The Directorate General of Trade Remedies (DGTR) has recently imposed anti-dumping duties on several industries to counter unfair pricing and support the local crane industry. One of the industries added to the list is cranes. Let’s take a closer look at this development here.
According to sources, the Directorate General of Trade Remedies has imposed anti-dumping duties on imports from certain countries, aiming to support key players in India’s construction equipment and agricultural machinery sectors. However, the overall effect will depend on factors like the exact duty rates, how foreign manufacturers respond, and demand trends within India’s construction and infrastructure markets.
Benefits of Anti-Dumping Duties?
- Protect Against Unfair Competition: They prevent foreign manufacturers from selling products at artificially low prices, which can hurt domestic businesses.
- Support Local Manufacturing: With reduced price pressure from imports, Indian companies can increase production and expand operations.
- Improve Profit Margins: Domestic firms can maintain healthier pricing and margins without being undercut by cheaper imports.
- Encourage Investment: A more stable and fair market environment attracts more investments in R&D, technology, and infrastructure.
- Boost Employment: As Indian manufacturers grow, they generate more jobs across production, supply chain, and related sectors.
- Promote Make-in-India Initiative: These duties align with the government’s push to encourage local manufacturing and reduce import dependency.
Here are the stocks to look out for
Action Construction Equipment Ltd
ACE is a leading Indian manufacturer of construction and material handling equipment, including cranes, forklifts, loaders, and agricultural machinery. With a dominant position in the domestic crane market, ACE plays a crucial role in infrastructure and industrial development across India. The anti-dumping duties on imported cranes will reduce pricing pressure from foreign competitors, allowing ACE to strengthen its market share and improve profit margins.
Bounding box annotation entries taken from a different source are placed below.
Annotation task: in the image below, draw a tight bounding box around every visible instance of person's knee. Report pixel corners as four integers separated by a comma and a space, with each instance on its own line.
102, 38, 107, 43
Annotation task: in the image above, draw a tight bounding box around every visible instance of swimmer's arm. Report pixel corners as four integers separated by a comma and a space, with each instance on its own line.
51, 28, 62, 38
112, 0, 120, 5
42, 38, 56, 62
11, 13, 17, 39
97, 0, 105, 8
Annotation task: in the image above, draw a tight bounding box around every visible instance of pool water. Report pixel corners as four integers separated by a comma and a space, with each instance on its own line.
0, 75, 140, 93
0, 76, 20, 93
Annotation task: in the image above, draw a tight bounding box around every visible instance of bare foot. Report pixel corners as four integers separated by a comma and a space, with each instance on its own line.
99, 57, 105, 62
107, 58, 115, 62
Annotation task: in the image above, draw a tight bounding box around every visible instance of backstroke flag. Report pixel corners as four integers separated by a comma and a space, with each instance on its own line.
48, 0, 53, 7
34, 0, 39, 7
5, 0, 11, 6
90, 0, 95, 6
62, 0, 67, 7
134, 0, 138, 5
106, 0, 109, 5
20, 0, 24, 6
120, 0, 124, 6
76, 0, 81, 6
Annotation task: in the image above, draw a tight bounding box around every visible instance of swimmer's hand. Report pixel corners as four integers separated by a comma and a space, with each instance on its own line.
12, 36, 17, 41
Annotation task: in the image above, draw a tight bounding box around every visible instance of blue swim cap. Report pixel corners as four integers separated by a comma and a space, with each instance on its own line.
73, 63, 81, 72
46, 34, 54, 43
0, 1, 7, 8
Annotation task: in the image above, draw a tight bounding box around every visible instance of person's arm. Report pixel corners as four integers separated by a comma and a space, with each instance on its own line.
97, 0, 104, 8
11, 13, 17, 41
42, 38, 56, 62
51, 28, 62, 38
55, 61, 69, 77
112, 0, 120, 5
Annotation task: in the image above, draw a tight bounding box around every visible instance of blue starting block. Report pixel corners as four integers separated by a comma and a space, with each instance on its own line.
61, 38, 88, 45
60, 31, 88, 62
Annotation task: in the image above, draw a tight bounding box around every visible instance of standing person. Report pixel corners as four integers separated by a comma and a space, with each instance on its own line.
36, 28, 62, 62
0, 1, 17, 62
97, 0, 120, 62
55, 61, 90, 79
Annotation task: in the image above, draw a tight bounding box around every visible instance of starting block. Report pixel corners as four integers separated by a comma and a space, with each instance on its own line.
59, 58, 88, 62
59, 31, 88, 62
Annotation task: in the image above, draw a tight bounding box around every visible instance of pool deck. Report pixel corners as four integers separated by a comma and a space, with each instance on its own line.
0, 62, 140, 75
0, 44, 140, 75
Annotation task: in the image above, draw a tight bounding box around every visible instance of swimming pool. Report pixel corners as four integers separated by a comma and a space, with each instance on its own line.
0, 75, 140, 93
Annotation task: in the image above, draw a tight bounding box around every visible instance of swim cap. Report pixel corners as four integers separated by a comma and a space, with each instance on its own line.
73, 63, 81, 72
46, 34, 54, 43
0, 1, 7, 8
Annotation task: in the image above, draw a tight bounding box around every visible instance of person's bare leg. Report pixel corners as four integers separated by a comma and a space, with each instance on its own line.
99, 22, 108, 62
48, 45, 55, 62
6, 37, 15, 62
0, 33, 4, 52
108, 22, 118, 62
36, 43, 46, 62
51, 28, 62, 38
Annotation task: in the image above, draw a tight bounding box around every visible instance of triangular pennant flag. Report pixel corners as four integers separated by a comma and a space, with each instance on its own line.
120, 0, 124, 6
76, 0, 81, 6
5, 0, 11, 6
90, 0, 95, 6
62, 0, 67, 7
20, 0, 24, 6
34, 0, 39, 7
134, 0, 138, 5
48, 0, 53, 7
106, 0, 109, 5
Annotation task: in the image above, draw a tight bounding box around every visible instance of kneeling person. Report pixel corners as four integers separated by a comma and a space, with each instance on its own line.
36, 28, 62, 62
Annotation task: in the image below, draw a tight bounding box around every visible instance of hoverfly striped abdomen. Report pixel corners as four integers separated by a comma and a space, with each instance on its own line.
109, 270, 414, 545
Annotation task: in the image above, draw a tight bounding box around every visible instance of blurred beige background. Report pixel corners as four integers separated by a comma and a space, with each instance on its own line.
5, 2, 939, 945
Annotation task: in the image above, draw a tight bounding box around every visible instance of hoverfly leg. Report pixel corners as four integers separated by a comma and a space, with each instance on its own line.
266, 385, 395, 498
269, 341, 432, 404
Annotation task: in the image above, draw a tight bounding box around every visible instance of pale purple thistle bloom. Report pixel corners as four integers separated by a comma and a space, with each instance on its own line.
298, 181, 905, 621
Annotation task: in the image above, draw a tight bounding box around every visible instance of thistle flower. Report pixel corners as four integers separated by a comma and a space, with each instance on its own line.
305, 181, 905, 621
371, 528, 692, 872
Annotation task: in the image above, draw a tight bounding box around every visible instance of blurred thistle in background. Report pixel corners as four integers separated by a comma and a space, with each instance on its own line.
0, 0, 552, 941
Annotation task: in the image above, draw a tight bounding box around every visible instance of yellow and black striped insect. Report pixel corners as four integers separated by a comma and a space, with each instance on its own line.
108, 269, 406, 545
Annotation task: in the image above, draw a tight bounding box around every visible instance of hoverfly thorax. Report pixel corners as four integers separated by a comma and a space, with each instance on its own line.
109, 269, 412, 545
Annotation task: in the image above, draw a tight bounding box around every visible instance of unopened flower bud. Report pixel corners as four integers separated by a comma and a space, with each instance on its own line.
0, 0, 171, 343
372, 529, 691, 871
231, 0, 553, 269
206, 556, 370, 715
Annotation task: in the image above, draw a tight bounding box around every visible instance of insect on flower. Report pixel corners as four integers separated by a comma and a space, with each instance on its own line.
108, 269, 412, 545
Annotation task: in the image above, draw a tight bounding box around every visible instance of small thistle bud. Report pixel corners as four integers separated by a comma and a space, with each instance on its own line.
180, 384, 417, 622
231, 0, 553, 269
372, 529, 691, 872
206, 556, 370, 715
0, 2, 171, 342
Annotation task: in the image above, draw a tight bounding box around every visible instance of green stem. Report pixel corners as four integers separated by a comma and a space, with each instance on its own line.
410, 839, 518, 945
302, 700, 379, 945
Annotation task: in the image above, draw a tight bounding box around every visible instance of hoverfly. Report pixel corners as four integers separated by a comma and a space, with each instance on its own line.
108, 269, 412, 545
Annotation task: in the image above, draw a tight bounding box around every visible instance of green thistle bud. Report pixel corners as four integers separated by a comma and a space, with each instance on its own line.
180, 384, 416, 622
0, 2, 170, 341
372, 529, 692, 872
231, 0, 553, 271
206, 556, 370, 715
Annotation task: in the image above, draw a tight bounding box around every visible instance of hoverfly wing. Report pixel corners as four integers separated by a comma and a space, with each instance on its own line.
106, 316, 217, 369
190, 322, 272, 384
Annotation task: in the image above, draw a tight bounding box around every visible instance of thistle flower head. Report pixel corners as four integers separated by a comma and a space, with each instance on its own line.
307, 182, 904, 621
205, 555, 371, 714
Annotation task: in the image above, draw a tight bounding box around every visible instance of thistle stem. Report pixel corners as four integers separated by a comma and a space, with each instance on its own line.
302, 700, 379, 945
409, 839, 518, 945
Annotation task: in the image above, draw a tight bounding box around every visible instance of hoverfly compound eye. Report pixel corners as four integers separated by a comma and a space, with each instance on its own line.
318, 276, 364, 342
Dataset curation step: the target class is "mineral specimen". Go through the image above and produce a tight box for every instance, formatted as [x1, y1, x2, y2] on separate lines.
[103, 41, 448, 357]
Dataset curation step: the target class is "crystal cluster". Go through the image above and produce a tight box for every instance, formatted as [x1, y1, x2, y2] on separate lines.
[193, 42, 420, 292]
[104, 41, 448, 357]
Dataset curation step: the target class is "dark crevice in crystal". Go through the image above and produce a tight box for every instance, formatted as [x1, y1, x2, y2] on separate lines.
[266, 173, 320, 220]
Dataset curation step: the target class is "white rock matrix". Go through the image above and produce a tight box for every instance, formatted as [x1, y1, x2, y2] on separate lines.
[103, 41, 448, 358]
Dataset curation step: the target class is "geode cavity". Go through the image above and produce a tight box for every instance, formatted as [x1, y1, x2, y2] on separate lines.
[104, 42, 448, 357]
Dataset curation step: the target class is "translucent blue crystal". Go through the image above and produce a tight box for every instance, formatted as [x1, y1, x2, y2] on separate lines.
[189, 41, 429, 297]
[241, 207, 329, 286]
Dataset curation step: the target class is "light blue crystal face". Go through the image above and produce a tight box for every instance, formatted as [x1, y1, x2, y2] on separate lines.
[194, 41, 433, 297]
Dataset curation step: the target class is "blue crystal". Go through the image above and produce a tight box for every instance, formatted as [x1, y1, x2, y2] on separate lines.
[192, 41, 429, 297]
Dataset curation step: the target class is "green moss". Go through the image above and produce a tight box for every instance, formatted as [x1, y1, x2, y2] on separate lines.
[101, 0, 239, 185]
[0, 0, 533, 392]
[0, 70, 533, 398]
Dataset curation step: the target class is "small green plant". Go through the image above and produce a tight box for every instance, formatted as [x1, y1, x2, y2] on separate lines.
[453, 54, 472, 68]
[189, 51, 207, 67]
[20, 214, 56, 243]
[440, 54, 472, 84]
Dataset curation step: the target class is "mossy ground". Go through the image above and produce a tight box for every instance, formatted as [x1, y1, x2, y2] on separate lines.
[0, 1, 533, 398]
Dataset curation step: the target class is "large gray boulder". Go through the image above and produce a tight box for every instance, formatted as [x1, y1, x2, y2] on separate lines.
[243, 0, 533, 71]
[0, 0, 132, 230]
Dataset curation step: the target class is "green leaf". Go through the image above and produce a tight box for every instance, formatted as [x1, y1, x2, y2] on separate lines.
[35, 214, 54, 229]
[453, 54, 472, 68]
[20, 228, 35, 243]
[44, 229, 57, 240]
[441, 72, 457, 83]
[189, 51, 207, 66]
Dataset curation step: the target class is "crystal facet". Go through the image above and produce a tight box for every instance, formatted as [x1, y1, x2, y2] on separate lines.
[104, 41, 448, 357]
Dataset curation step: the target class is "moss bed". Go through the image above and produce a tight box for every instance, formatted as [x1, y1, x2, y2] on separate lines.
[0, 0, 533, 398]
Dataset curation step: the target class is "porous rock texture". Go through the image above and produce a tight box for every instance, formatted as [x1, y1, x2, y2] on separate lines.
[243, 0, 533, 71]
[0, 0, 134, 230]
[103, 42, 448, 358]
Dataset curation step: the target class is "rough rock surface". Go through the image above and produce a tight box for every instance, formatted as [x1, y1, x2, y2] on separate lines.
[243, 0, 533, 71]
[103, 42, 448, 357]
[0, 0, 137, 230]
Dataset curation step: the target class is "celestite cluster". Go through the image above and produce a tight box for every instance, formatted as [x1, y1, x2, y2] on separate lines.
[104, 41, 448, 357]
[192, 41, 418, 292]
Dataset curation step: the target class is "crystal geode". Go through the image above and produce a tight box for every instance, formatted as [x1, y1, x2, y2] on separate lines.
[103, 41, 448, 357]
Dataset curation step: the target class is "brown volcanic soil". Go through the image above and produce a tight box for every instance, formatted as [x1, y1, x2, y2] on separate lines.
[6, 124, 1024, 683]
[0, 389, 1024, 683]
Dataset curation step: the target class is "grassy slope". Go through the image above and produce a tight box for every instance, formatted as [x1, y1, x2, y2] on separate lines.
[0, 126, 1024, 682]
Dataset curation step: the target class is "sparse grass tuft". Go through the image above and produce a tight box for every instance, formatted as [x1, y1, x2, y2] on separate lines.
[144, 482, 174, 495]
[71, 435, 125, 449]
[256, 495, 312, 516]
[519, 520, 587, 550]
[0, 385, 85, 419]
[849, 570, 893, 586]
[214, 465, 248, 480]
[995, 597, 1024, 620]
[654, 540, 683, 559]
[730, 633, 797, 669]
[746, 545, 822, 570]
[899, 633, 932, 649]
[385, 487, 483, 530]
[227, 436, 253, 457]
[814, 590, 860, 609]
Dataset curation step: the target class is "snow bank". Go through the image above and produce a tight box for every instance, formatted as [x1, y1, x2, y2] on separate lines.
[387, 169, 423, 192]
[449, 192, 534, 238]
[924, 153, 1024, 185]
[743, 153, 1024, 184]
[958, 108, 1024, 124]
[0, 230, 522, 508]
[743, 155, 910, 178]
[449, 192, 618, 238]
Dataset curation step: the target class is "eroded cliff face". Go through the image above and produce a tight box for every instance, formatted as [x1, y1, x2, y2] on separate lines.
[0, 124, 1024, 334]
The company is the world’s largest Pick & Carry cranes manufacturer with over 63% market share in the Mobile cranes segment in the country.
The company shows strong financial performance with a ROCE of 40.1% and ROE of 28.6%. Its stock trades at a P/E of 32.6, lower than the industry average of 37.6. It has delivered impressive profit growth of 51.1% CAGR over the last 5 years and maintains a solid 3-year average ROE of 26.8%.
The company’s revenue declined by 11.19 percent from Rs. 734 crore to Rs. 652 crore in Q1FY25-26. Meanwhile, the Net profit rose from Rs. 84 crore to Rs. 98 crore during the same period.
Escorts Kubota Ltd
Escorts Kubota Ltd is a key player in the Indian agricultural and construction machinery space, known for its advanced tractors, engines, and construction equipment. The company combines Escorts’ strong domestic legacy with Kubota’s global technology expertise. The duties will support Escorts Kubota’s crane and construction equipment segment by reducing cheaper imports, enhancing demand for locally manufactured equipment, and promoting growth under the Make-in-India initiative.
The company has a low debt-to-equity ratio of 0.01, showing strong financial stability. Its stock trades at a P/E of 34.7, slightly below the industry average of 38.9. It has delivered solid profit growth of 21.5% CAGR over the last 5 years and maintains a healthy dividend payout of 19.2%.
The company’s revenue declined by 2.86 percent from Rs. 2,574 crore to Rs. 2,500 crore in Q1FY25-26. Meanwhile, the Net profit rose from Rs. 302 crore to Rs. 1,397crore during the same period.